`int e^x cos 2x dx`

To solve the integral \( \int e^x \cos(2x) \, dx \), we will use the method of integration by parts. Let's go through the steps systematically. ### Step 1: Set up Integration by Parts We will use the integration by parts formula: \[ \int u \, dv = uv - \int v \, du \] For our integral, we choose: - \( u = e^x \) (thus \( du = e^x \, dx \)) - \( dv = \cos(2x) \, dx \) (thus \( v = \frac{1}{2} \sin(2x) \)) ### Step 2: Apply Integration by Parts Now we apply the integration by parts formula: \[ \int e^x \cos(2x) \, dx = e^x \cdot \frac{1}{2} \sin(2x) - \int \frac{1}{2} \sin(2x) \cdot e^x \, dx \] This simplifies to: \[ \int e^x \cos(2x) \, dx = \frac{1}{2} e^x \sin(2x) - \frac{1}{2} \int e^x \sin(2x) \, dx \] ### Step 3: Set Up a New Integral Let’s denote the original integral as \( I \): \[ I = \int e^x \cos(2x) \, dx \] Thus, we have: \[ I = \frac{1}{2} e^x \sin(2x) - \frac{1}{2} \int e^x \sin(2x) \, dx \] ### Step 4: Apply Integration by Parts Again Now we need to solve the integral \( \int e^x \sin(2x) \, dx \) using integration by parts again.
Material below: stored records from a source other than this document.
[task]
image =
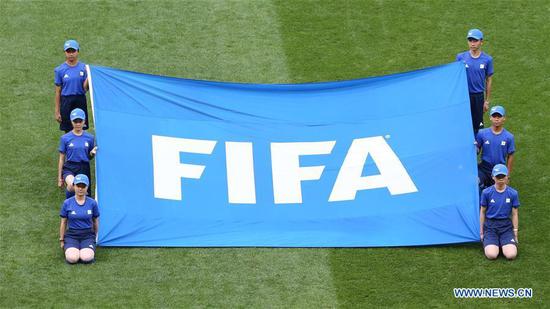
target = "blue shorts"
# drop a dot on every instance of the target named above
(498, 232)
(79, 239)
(476, 109)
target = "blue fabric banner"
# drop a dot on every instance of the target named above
(385, 161)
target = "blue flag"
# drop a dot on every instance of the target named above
(384, 161)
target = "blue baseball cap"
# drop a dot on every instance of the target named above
(475, 34)
(500, 169)
(71, 44)
(81, 178)
(77, 113)
(497, 110)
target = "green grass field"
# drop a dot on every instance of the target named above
(268, 42)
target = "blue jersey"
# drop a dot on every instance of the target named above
(495, 148)
(71, 78)
(477, 70)
(499, 204)
(79, 216)
(76, 148)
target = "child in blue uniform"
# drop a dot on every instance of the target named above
(81, 215)
(76, 148)
(496, 227)
(70, 86)
(479, 70)
(496, 145)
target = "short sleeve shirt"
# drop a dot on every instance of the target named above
(71, 78)
(499, 204)
(76, 148)
(79, 216)
(477, 70)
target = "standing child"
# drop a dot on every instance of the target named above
(70, 86)
(479, 70)
(496, 145)
(76, 148)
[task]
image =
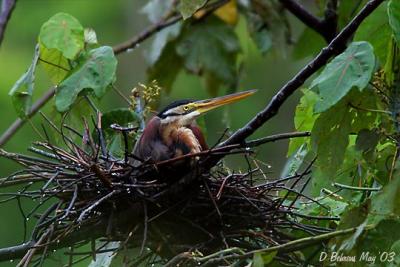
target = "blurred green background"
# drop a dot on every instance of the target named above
(116, 21)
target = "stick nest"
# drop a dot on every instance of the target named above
(153, 208)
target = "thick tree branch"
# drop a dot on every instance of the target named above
(7, 8)
(326, 27)
(335, 47)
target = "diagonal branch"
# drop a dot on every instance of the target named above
(326, 27)
(118, 49)
(7, 8)
(335, 47)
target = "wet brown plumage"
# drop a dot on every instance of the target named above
(174, 132)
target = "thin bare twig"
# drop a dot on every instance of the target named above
(7, 8)
(335, 47)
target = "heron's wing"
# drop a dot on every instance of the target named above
(199, 135)
(149, 144)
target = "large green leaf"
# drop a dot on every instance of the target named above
(304, 119)
(330, 135)
(394, 18)
(54, 64)
(375, 29)
(189, 7)
(210, 47)
(166, 68)
(352, 68)
(96, 71)
(64, 33)
(22, 91)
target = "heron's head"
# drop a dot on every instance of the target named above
(184, 112)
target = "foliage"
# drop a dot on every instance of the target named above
(351, 107)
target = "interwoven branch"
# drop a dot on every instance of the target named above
(336, 46)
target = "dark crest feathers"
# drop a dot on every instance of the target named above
(174, 104)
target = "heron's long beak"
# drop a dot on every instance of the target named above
(209, 104)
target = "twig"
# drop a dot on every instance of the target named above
(94, 205)
(7, 8)
(18, 123)
(336, 46)
(356, 188)
(325, 27)
(296, 244)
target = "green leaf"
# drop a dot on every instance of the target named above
(161, 40)
(189, 7)
(22, 91)
(375, 29)
(96, 71)
(258, 32)
(386, 204)
(166, 68)
(393, 10)
(104, 259)
(367, 140)
(64, 33)
(395, 250)
(353, 68)
(54, 64)
(90, 36)
(121, 116)
(261, 259)
(381, 238)
(330, 135)
(308, 44)
(212, 47)
(155, 11)
(295, 161)
(304, 119)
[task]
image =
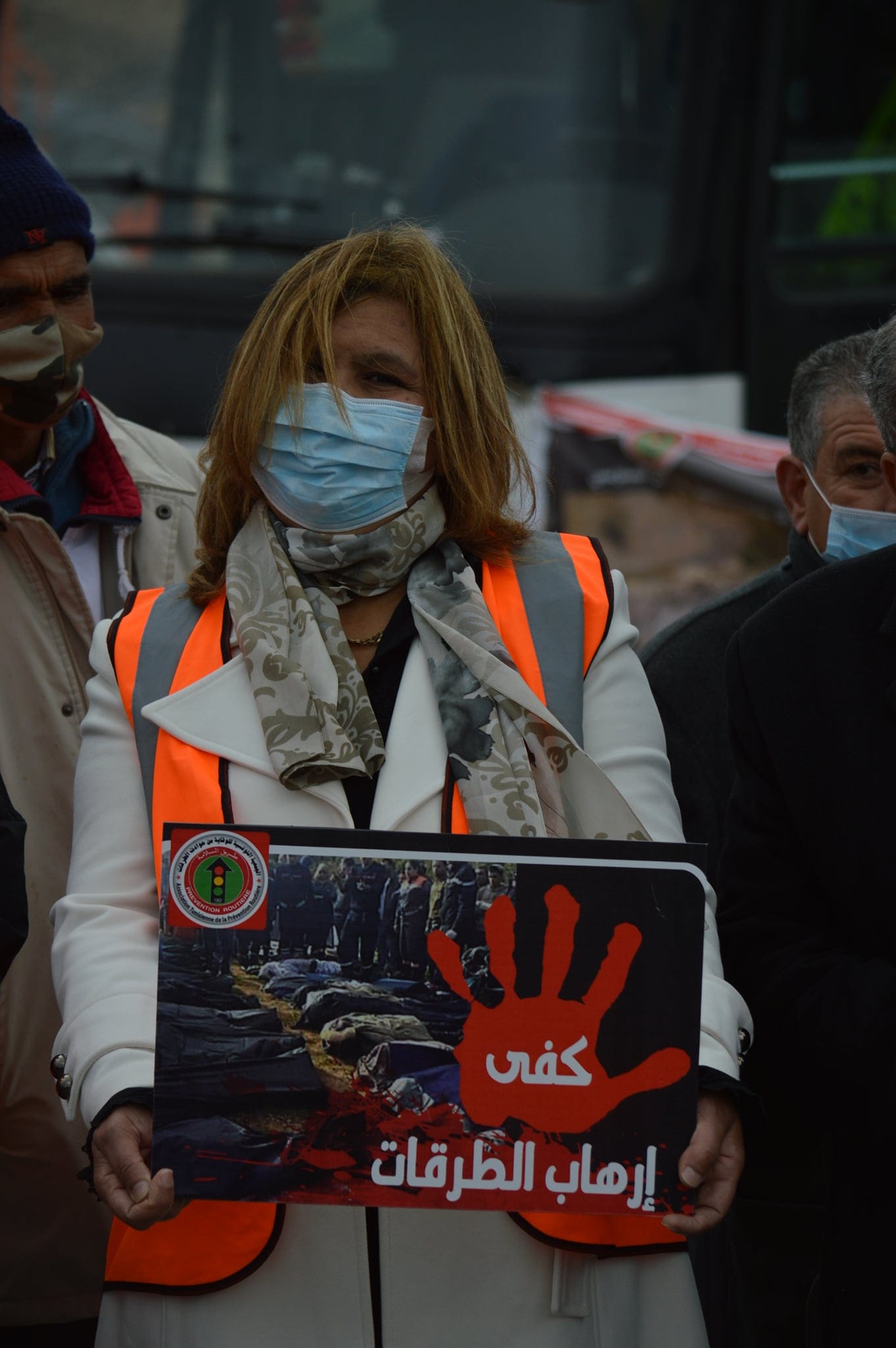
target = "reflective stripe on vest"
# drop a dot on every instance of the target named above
(551, 603)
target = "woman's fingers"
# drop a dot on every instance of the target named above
(710, 1165)
(120, 1173)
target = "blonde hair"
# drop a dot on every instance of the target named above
(479, 456)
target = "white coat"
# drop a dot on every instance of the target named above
(53, 1232)
(446, 1278)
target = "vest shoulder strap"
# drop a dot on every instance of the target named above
(553, 607)
(163, 642)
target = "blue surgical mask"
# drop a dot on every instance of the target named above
(336, 478)
(852, 532)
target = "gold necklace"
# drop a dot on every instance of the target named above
(367, 640)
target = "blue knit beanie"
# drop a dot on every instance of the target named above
(37, 205)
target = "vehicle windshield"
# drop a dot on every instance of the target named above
(534, 136)
(834, 170)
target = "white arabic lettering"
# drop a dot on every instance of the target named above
(545, 1071)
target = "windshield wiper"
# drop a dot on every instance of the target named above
(249, 238)
(135, 182)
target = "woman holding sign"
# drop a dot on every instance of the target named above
(367, 609)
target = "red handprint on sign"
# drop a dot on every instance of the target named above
(534, 1058)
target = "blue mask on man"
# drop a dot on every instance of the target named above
(852, 531)
(336, 478)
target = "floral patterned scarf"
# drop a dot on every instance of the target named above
(519, 771)
(285, 586)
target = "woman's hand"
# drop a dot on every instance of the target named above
(122, 1147)
(712, 1164)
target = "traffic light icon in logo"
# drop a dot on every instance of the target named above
(218, 879)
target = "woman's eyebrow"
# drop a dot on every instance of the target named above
(384, 360)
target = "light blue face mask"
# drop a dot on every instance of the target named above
(852, 532)
(336, 478)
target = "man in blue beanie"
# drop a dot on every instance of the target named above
(91, 507)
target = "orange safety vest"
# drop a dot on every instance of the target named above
(553, 602)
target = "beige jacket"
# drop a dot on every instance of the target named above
(51, 1230)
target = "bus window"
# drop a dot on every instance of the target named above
(834, 169)
(535, 136)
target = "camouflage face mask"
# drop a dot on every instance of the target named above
(41, 371)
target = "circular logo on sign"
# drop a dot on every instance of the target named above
(218, 879)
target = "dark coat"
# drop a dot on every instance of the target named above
(14, 902)
(751, 1293)
(807, 909)
(685, 666)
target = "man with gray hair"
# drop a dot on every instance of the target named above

Set: - \( u = e^x \) (thus \( du = e^x \, dx \)) - \( dv = \sin(2x) \, dx \) (thus \( v = -\frac{1}{2} \cos(2x) \)) Now applying integration by parts: \[ \int e^x \sin(2x) \, dx = e^x \left(-\frac{1}{2} \cos(2x)\right) - \int -\frac{1}{2} \cos(2x) \cdot e^x \, dx \] This simplifies to: \[ \int e^x \sin(2x) \, dx = -\frac{1}{2} e^x \cos(2x) + \frac{1}{2} \int e^x \cos(2x) \, dx \] ### Step 5: Substitute Back Now we substitute this back into our expression for \( I \): \[ I = \frac{1}{2} e^x \sin(2x) - \frac{1}{2} \left(-\frac{1}{2} e^x \cos(2x) + \frac{1}{2} I\right) \] This leads to: \[ I = \frac{1}{2} e^x \sin(2x) + \frac{1}{4} e^x \cos(2x) - \frac{1}{4} I \] ### Step 6: Solve for \( I \) Now, we can combine like terms: \[ I + \frac{1}{4} I = \frac{1}{2} e^x \sin(2x) + \frac{1}{4} e^x \cos(2x) \] This simplifies to: \[ \frac{5}{4} I = \frac{1}{2} e^x \sin(2x) + \frac{1}{4} e^x \cos(2x) \] Thus, we can solve for \( I \): \[ I = \frac{4}{5} \left(\frac{1}{2} e^x \sin(2x) + \frac{1}{4} e^x \cos(2x)\right) \] \[ I = \frac{4}{10} e^x \sin(2x) + \frac{1}{5} e^x \cos(2x) \] \[ I = \frac{2}{5} e^x \sin(2x) + \frac{1}{5} e^x \cos(2x) \] ### Final Answer Thus, the integral is: \[ \int e^x \cos(2x) \, dx = \frac{1}{5} e^x (2 \sin(2x) + \cos(2x)) + C \] where \( C \) is the constant of integration.